What Is Inside the 20 Newsgroups Dataset?
Human Readable Text?
Yes, but Not Only (Also a Roman Gazebo)
What do we expect to find in an NLP dataset? Probably not a picture like this one!
Actually, the picture looked like this:
begin 644 ROMAN.BMP
M0DT:S0@``````!H#```,````P`-8`@$`"``H,%4L*%DX2%G*E95(4'U9:8&%
M@?HT-%T,,$A`55U]?>K*=769QLY(1,Y9<77*RLJJUN(P/%UI@8D8&%E(3%D0
M/%VZNKI55?)U@<[*JJH42&U$55DH*'&RVOH857T0/&$X4%6-KL:JSOH@>;:)
MB>HT/%D42'%=7<Y$1'V9F?_*B8DL,%D858&=KO^-MKH<89&5H?_*:6DDA<HL
M,%W*OKX8584\2&%U<?I$0%DT-'$<896%H<X@;:7*G9V-I>)(684D>;8<89FA
MI:65NM9QA;(@;:H\2&G*?7UYB<8D>;IYD;8T1%G&QL9E=94HA<H01&504(59
M5?\H)%W*LK*VMK9978E]A?I,55DHA<XP,&'&^OI$2%F)D?(44'G*D9%]F:%E
M8?HP.%5(885,68FAMOIM>;+*<7'*QL:VXO\878V5G>Y`4%UA<84<:9TX1%T0
M.%EU?<K*I:441&D<::$84'E`/%D@(%T@=;(X,%E,887*A84D@<*)F?(84'V^
M]OHX3%5(76EU=>(@*%!I;;(D(%4@=;8<78W*966AQNK"PL(D@<;*NKJ1B?]]
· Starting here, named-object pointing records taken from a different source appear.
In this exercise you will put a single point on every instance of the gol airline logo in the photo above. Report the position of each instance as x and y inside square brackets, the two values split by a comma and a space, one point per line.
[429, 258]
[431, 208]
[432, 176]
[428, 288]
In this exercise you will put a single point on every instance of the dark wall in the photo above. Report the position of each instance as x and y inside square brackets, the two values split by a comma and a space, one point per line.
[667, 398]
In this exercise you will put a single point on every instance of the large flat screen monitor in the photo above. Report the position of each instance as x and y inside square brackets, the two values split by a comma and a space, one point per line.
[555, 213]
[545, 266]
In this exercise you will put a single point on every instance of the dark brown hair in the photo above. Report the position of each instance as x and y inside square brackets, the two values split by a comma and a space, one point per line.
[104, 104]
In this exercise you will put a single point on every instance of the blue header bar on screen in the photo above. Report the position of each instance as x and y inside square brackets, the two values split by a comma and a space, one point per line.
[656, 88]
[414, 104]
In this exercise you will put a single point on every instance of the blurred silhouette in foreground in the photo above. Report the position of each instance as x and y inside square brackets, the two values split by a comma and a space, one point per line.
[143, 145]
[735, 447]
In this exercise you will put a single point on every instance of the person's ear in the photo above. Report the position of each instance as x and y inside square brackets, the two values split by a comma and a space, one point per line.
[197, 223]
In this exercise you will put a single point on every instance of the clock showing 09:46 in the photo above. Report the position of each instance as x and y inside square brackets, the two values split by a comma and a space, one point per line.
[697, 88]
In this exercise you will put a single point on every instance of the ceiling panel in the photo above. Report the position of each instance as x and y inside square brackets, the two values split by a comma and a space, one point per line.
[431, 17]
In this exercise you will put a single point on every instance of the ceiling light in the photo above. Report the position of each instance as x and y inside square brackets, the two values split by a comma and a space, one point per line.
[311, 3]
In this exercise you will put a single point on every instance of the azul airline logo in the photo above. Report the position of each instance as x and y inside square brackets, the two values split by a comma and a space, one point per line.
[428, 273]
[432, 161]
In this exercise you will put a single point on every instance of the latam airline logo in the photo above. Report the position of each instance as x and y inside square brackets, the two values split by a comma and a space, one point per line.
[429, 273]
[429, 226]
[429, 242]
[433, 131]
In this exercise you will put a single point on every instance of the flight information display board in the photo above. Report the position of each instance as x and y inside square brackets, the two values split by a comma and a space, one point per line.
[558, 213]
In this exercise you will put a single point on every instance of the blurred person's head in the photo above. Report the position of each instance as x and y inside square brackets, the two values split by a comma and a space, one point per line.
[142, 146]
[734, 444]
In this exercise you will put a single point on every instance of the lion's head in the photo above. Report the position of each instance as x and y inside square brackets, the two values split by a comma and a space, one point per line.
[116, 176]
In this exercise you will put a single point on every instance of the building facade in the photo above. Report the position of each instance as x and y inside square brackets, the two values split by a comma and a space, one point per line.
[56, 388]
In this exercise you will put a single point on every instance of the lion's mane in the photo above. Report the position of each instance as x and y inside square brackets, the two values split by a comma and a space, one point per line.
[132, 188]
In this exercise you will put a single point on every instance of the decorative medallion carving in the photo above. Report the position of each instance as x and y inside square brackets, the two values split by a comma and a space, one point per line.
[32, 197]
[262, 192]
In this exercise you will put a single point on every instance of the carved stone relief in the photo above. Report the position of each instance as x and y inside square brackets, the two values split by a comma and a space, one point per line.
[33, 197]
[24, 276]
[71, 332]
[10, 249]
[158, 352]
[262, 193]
MH:5MA=XHC=8P0%D<79&RLK)5685]>?HL+%T@::$\/'&1D?+*F9F9LO^!E>I0
M4*6AH:$\,%EM:>J5KN)A8;I(4%D\1&6=LO;*>7EI=:ZZZOH,-%`X.%E$4&DT
M-*&EOOH00&&=NNHLC=;*KJZZZO\43'&5I?I9686ESMZRYNX00&5$/&6JVNX4
...
end
The image is a result of decoding. Ok, now let’s go in order!
The 20 Newsgroups dataset is a well-known NLP dataset consisting of nearly 18,000 emails each of which relates to one of 20 topics. An email contains body text, a header, a footer, and maybe quotes. The dataset is used, for example in text classification, topic modeling.
So, the 20 Newsgroups is a natural language dataset. However, it turned out, that there is not only plain text inside but also encoded images and archives with source code! As a kind of attachment to the main message.
The thing came to the surface while developing a library for topic modeling TopicNet: some topics of models trained on the 20 Newsgroups dataset had strange top tokens (like AX
, G9V
, GIZ
). Looking at top documents for these topics revealed that there is a whole series of more than 10 emails which contained just parts of the encoded gazebo image! A bit of text analysis (Heaps’ law plot) helped fo find a couple of other such secrets which are available in the repository (where there is also a Jupyter Notebook).